ENSCO PLC (NYSE:ESV) posted a loss of $0.49 a share for Q4 2017 versus earnings of $0.13 a share in the same period, a year earlier. Results from discontinued operations came at zero cents per share in Q4 2017 versus EPS of $0.03 in Q4 2016.
Ensco reported that revenue came at $454 million in Q4 2017 versus revenue of $505 million a year earlier. Revenues dropped 10% versus the year-ago period mainly due to a drop in the average day rate for its fleet. The addition of revenue from Atwood, contract intangible asset amortization, partly offset declining average day rates of the fleet.
Carl Trowell, the Chief Executive Officer and President of Ensco, expressed that during Q4 2017, they successfully closed the Atwood acquisition, which considerably improved the technical capabilities of their rig fleet and enhanced their ability to meet growing consumer demand for high-specification assets. Trowell added that integration continues to advance as planned and they remain on track to record targeted synergies.
They took additional measures to enhance their financial position by extending their revolving credit facility and refinancing their nearest-term debt maturities via a debt tender and senior notes offering earlier this year. These measures provide them with the financial flexibility to persist positioning Ensco as a major offshore service provider.

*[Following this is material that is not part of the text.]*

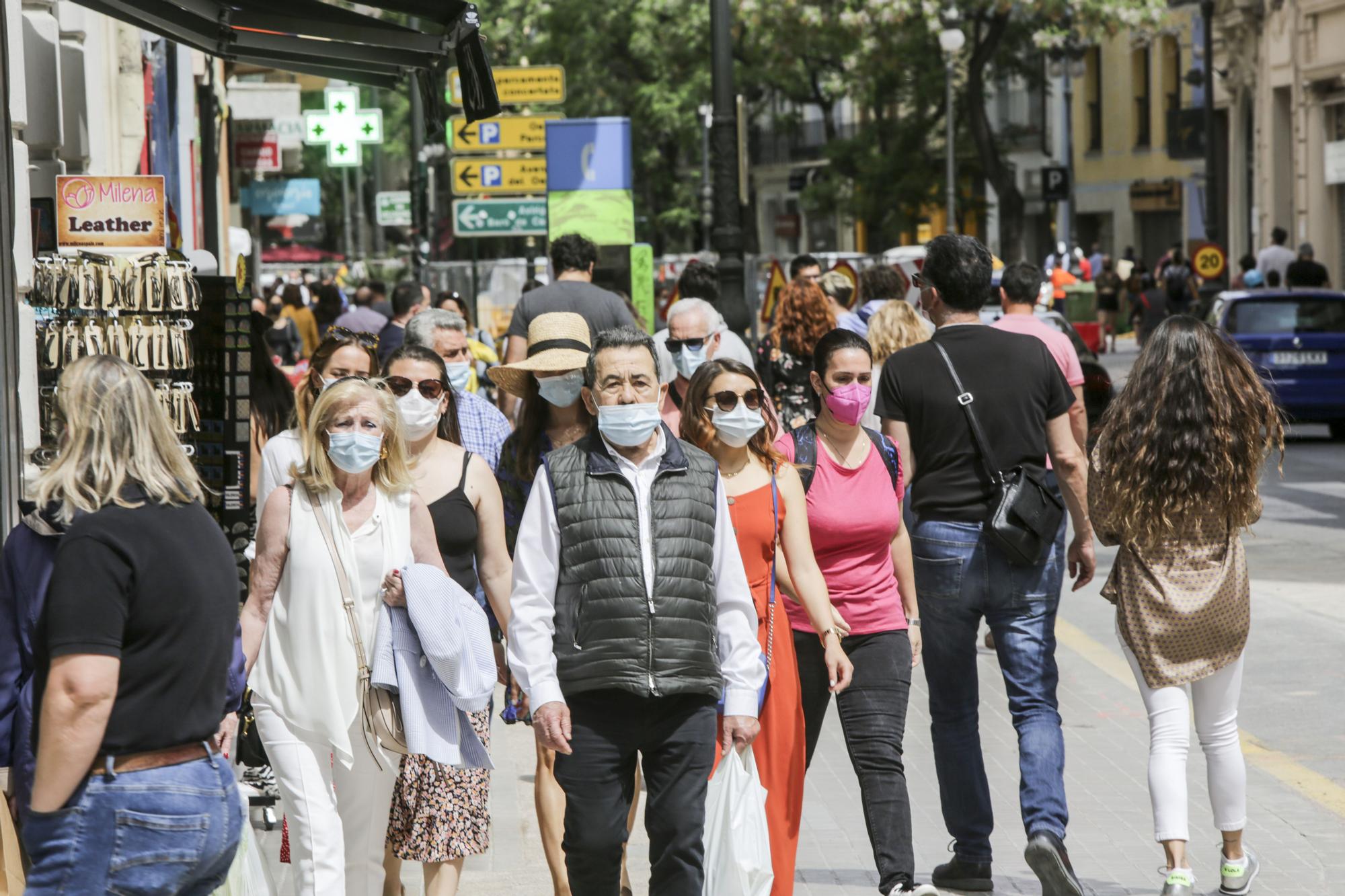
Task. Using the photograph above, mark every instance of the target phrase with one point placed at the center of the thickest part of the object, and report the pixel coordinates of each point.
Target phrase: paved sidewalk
(1301, 842)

The CEO of Ensco said that their onshore employees and offshore crews recorded remarkable results despite tough market conditions in last year. Operational uptime stood at 99% for the second successive year and they established a new firm record for safety performance by reducing their total recordable incident rate to 0.15, considerably surpassing the industry average that surged year over year. This robust safety and operational performance was recognized by their customers, who rated company first in total satisfaction in the EnergyPoint survey.